“My life is too crowded with emptiness for there to be room for you in it, Jack-of-all-trades and master of none.” She sipped her raspberry-flavored beer and licked her lips, which had turned the color of raspberry, with her tongue. “Since you live and work in the universe of secrets I will add to your collection of secrets: The moments I treasure the most come when I wake up from a drugged sleep and I do not know where I am or who I am—I drift for a few delicious seconds in a gravity-less void. At such moments I dance like I have never been able to in my earthbound life. I dance almost the way Melissa Hayden danced before our eyes this night.”
Returning home after the ballet, RAINBOW was picked up by the Fallen Angel as she turned into a street behind the Gorky Theater lined with vacant lots filled with rubble bulldozed into giant heaps on which children played king of mountain. Dozens of wild cats, meowing furiously, prowled the wargutted buildings stalking emaciated mice. In the middle of this devastation a single structure stood untouched. Set back from the street, it was planted in the midst of a small park whose trees had all been cut down for firewood. Giant steel girders shored up the side walls that had once been joined to the adjacent buildings. The Fallen Angel watched from the shadows of a deserted kiosk as Lili took a latch key from her purse. She looked back and, seeing the street was deserted, unlocked the heavy front door and let herself into the vestibule.
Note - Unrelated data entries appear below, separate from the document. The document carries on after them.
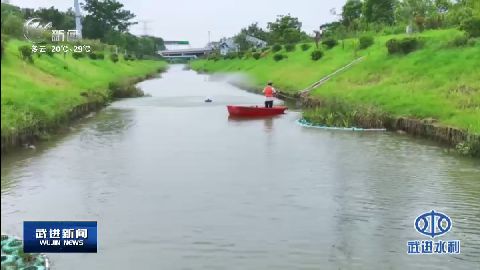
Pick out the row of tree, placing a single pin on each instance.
(286, 29)
(368, 16)
(105, 20)
(417, 15)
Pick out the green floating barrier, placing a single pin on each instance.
(13, 257)
(9, 260)
(305, 123)
(13, 246)
(5, 240)
(33, 267)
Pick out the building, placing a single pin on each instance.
(227, 45)
(256, 42)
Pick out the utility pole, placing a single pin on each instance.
(145, 26)
(78, 16)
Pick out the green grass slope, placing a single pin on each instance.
(439, 81)
(39, 94)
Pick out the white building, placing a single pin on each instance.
(256, 42)
(227, 45)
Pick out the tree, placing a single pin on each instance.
(286, 29)
(380, 11)
(105, 16)
(59, 20)
(252, 30)
(351, 11)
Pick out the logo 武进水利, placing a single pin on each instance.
(433, 224)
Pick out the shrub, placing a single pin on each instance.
(330, 43)
(276, 47)
(26, 52)
(403, 46)
(77, 55)
(92, 56)
(459, 41)
(49, 52)
(316, 55)
(12, 25)
(290, 47)
(365, 42)
(230, 56)
(305, 46)
(277, 57)
(472, 26)
(2, 49)
(114, 57)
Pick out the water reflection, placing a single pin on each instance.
(205, 192)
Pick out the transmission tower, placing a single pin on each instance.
(145, 27)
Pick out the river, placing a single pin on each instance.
(175, 184)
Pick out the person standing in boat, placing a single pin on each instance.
(269, 93)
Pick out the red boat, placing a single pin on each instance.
(255, 111)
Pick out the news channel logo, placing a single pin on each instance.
(60, 236)
(433, 224)
(36, 31)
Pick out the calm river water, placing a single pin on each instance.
(175, 184)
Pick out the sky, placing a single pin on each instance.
(193, 19)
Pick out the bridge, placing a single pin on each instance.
(185, 54)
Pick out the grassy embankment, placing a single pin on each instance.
(438, 81)
(43, 95)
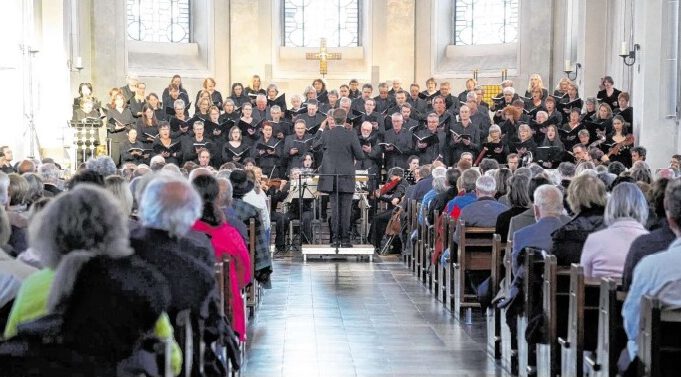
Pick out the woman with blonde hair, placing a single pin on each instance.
(536, 83)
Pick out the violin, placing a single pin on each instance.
(389, 186)
(267, 183)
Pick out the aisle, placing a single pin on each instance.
(348, 318)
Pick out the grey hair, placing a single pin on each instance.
(197, 172)
(518, 194)
(4, 188)
(170, 204)
(120, 189)
(486, 185)
(49, 172)
(440, 184)
(468, 179)
(549, 200)
(86, 218)
(103, 165)
(226, 191)
(626, 201)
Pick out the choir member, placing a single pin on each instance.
(147, 126)
(86, 110)
(230, 112)
(609, 94)
(261, 110)
(85, 92)
(550, 151)
(494, 147)
(470, 88)
(397, 145)
(236, 149)
(281, 128)
(248, 125)
(331, 103)
(169, 148)
(238, 95)
(354, 91)
(368, 140)
(452, 103)
(320, 91)
(358, 103)
(120, 120)
(428, 143)
(179, 122)
(191, 145)
(313, 119)
(463, 136)
(138, 100)
(419, 107)
(175, 82)
(255, 88)
(536, 83)
(589, 109)
(297, 145)
(153, 101)
(267, 152)
(617, 145)
(383, 100)
(525, 147)
(624, 110)
(132, 150)
(129, 89)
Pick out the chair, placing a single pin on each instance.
(658, 342)
(583, 303)
(493, 314)
(611, 337)
(474, 254)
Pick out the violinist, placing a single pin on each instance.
(617, 145)
(392, 193)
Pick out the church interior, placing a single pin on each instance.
(266, 188)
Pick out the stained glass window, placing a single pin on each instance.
(480, 22)
(159, 20)
(305, 22)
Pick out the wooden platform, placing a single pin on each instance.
(355, 251)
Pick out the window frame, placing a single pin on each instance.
(282, 19)
(454, 33)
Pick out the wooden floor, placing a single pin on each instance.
(344, 317)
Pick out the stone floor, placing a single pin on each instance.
(343, 317)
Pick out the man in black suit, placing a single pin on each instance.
(341, 148)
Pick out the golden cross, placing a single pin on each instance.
(323, 56)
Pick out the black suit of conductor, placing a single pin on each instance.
(341, 148)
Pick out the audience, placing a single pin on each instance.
(625, 215)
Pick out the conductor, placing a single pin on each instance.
(337, 173)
The building was pitch-dark except for a large bay window on the second floor. The Fallen Angel snapped open a small telescope and focused it on the window. An older man could be seen parting a filmy curtain with the back of his left hand and peering down into the street. He had snow-white hair and wore a shirt with an old-fashioned starched collar, a necktie and a suit jacket with rounded lapels. He must have heard a door opening behind him because he turned back into the room and spread wide his arms.
Through the gauzy curtains Lili could be seen coming into them.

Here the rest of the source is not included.